SEATTLE — Gary Jeffers didn’t need anyone to tell him he had once-in-a-generation left tackle at Puyallup High School, but he’ll never forget a conversation with a rival coach.
They were talking about Stanford freshman Josh Garnett, the 6-foot-5, 320-pound mobile monolith who is unquestionably the Vikings’ greatest football alum since the Huard family produced three college-bound quarterbacks in the 1990s.
Jeffers coached Garnett for three years and thought he’d heard it all when it came to the young phenom until Kentwood coach Rex Norris gave him something to ponder.
“He said he’d never seen a kid pick up another kid and throw him out of bounds the way Josh did one of their guys,” Jeffers said. “He would do things like that, and it was just reflective of the physical dominance he had at the high-school level.
“Hearing it described like and in those terms made me think for a second at just how special Josh really is.”
Garnett returns home Thursday when No. 8 Stanford meets Washington at CenturyLink Field.
Perhaps the difference between the Cardinal (3-0) and Huskies (2-1) is best illustrated by examining each team’s offensive line.
This week, coach Steve Sarkisian announced starting left guard Colin Tanigawa is out for the season, presumably due to a knee injury. He’s the fourth player expected to start on the offensive line to suffer a major injury.
Washington expects to start Micah Hatchie at left tackle, Dexter Charles at left guard, center Drew Schaefer, Mike Criste at right tackle and either James Atoe or Shane Brostek at right guard.
Except for Schaefer, a senior who started the previous two seasons, all are underclassmen with little experience.
Meanwhile, Stanford rolls out an offensive line that has three returning starters and three high-school All-Americans as backups, including Garnett.
“The last game we played eight (offensive lineman) and the two previous games we played nine,” Cardinal coach David Shaw said on a teleconference Tuesday. “It keeps those guys fresh and at the same time it presents different looks and different problems for defenses.”
Nicknamed “The Tunnel Workers Union,” Stanford’s offensive front has made life relatively easy for first-year starting quarterback Josh Nunes, who replaced Andrew Luck. The Cardinal has allowed two sacks, the fewest in the Pac-12 and tied for 12th in the country.
Stanford is also averaging 149.7 rushing yards after gaining 202 yards on the ground during a 21-14 win over USC on Sept. 15.
During his four years at Stanford, Shaw’s predecessor Jim Harbaugh built a physically dominating run-oriented offense that steamrolled the Huskies every time they played.
Since taking over last year, Shaw made it a priority to add size and depth to Stanford’s massive offensive line.
His first complete recruiting class included five offensive linemen in a 22-man class ranked fifth in the nation by Rivals.com and sixth by Scout.com.
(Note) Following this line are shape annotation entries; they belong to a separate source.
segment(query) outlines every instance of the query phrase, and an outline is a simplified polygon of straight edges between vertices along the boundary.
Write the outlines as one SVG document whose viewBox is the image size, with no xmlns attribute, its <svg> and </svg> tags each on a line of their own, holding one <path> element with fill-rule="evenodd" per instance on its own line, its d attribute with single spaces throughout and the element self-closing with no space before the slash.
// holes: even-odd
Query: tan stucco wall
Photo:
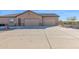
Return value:
<svg viewBox="0 0 79 59">
<path fill-rule="evenodd" d="M 58 17 L 43 17 L 43 25 L 58 25 Z"/>
<path fill-rule="evenodd" d="M 0 18 L 0 24 L 9 24 L 10 19 L 14 19 L 14 23 L 18 25 L 18 19 L 21 19 L 21 25 L 58 25 L 58 17 L 40 16 L 36 13 L 27 12 L 18 15 L 16 18 Z M 42 22 L 43 21 L 43 22 Z"/>
<path fill-rule="evenodd" d="M 10 19 L 14 19 L 14 23 L 16 23 L 16 18 L 0 18 L 0 24 L 9 24 Z"/>
<path fill-rule="evenodd" d="M 42 23 L 42 16 L 32 12 L 27 12 L 25 14 L 19 15 L 17 16 L 17 19 L 18 18 L 21 19 L 21 23 L 24 23 L 24 25 L 39 25 L 40 23 Z"/>
</svg>

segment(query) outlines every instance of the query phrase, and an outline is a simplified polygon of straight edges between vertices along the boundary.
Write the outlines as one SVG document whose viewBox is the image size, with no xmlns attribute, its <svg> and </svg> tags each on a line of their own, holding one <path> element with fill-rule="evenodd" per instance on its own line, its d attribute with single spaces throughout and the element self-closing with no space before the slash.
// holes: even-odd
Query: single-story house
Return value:
<svg viewBox="0 0 79 59">
<path fill-rule="evenodd" d="M 20 14 L 0 16 L 0 24 L 16 26 L 58 25 L 59 16 L 50 13 L 36 13 L 28 10 Z"/>
</svg>

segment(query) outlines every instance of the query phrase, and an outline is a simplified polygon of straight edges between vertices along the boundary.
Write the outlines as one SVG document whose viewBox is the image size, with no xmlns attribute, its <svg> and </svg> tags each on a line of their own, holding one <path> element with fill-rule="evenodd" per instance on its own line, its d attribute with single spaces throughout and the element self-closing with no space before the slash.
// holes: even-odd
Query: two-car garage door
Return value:
<svg viewBox="0 0 79 59">
<path fill-rule="evenodd" d="M 38 26 L 40 24 L 40 19 L 25 19 L 24 24 L 26 26 Z"/>
</svg>

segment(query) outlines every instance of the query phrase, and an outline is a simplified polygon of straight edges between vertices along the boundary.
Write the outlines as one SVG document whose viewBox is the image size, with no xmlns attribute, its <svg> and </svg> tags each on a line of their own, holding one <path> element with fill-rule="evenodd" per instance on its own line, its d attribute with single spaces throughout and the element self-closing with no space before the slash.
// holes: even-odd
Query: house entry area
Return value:
<svg viewBox="0 0 79 59">
<path fill-rule="evenodd" d="M 25 19 L 24 25 L 25 26 L 39 26 L 40 25 L 40 19 Z"/>
</svg>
Both recruiting services had the Cardinal tops in the Pac-12.
Shaw joked in an interview with KJR radio this week that he’s a little nervous about Garnett’s homecoming.
“My only concern about Josh is (if) he’s going to jump offside,” Shaw said. “He’s going to be so excited to play in front of his home crowd and in front of his Puyallup contingent, which I’m sure is going to be an entire section for him.”